MPD is asking for anyone nearby to check their home surveillance cameras for any useful evidence.
"People who would be so brazen and callous without any regard for life should never get close to a gun," Bowser said. "We need everyone's assistance in telling us if a person has an illegal gun ... we need to be able to help them get rid of that gun."
The reward for information leading to arrest increased to $50,000, Bowser announced Friday.
"It's a lot of emotional infighting that's happening," said Clayton Rosenberg of Alliance of Concerned Men. "There's different things out here that trigger people because they're dealing with trauma."

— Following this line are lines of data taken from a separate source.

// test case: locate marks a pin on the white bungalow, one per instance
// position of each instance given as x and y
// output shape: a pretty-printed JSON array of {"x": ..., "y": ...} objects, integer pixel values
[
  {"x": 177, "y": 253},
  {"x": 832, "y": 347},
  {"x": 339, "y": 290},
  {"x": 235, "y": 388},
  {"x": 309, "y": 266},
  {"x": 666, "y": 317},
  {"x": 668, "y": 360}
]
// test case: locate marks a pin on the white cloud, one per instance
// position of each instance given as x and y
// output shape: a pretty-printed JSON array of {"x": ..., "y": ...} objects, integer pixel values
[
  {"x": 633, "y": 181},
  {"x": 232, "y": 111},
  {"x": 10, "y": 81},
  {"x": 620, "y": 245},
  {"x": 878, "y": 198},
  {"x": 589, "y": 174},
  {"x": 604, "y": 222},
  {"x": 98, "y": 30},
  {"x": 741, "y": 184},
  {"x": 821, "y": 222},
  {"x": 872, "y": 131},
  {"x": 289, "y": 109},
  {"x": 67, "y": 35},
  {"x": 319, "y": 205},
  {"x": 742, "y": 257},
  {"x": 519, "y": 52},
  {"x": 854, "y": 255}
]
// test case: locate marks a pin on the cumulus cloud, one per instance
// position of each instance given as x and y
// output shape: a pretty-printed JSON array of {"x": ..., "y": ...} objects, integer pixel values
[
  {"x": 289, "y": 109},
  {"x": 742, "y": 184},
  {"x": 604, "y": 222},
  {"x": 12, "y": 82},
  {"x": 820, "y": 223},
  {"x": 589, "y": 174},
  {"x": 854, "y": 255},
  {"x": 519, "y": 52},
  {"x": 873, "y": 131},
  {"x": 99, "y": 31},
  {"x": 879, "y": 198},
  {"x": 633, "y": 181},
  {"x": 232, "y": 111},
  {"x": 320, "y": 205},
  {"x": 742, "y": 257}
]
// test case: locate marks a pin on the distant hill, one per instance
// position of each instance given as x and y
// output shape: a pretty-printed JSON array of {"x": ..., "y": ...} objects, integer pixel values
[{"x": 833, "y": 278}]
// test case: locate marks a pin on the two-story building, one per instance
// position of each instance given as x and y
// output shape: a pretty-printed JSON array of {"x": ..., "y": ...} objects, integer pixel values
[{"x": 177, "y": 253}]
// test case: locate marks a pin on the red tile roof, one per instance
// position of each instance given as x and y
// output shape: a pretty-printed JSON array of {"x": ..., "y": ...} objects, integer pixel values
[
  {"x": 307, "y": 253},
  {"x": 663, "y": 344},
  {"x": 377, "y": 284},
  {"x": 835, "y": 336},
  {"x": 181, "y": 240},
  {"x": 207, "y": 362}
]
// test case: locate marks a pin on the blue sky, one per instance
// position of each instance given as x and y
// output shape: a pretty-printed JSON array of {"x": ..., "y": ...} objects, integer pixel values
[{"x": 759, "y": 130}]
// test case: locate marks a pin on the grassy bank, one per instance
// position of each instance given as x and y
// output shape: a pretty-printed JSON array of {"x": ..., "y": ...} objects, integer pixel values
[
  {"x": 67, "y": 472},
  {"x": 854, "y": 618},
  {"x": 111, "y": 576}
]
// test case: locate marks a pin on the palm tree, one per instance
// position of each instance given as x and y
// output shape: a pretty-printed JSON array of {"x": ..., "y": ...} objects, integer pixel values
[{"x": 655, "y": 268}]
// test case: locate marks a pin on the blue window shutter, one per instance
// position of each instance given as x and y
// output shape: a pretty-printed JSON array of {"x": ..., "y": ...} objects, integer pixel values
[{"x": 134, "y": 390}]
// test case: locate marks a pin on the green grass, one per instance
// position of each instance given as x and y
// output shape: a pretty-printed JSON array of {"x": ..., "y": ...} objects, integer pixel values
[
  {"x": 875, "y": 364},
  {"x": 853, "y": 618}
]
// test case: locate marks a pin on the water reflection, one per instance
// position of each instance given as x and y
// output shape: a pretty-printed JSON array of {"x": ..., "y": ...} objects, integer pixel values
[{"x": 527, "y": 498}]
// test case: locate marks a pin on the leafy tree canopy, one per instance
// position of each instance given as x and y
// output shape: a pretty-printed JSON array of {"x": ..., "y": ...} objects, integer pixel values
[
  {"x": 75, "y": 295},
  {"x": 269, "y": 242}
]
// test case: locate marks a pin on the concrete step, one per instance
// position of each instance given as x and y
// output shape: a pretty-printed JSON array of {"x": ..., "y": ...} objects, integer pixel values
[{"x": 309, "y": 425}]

The group sets out to quell the kind of violence that claims other bystanders. It's worked with American University for the past two years to create and perfect conflict resolution manual.
"It's an uphill battle, but we believe the tide will change," Rosenberg said.
Brown's killing brings the number of homicides in D.C. to 88th so far this year, an increase from the same time last year.
Many of those shot were innocent victims under 18. A three-year-old and a 6-year-old were shot and wounded at a bus stop last month. Fifteen-year-old Maurice Scott was killed just steps from his school in May.
"We have too many guns and too many people willing to use them," Bowser said. "As a community we have to be as outraged as we are right now every single day."
Anyone with information on Brown's slaying should call police at 202-727-9099 or text the department's tip line at 50411.
Correction (July 19, 2019 at 5:26 a.m.): An earlier version of this story misstated the quadrant of Washington, D.C., where Makiyah Wilson was killed in 2018.
An earlier version of this story said police were looking for two black men in the case. It has been updated to add additional suspects.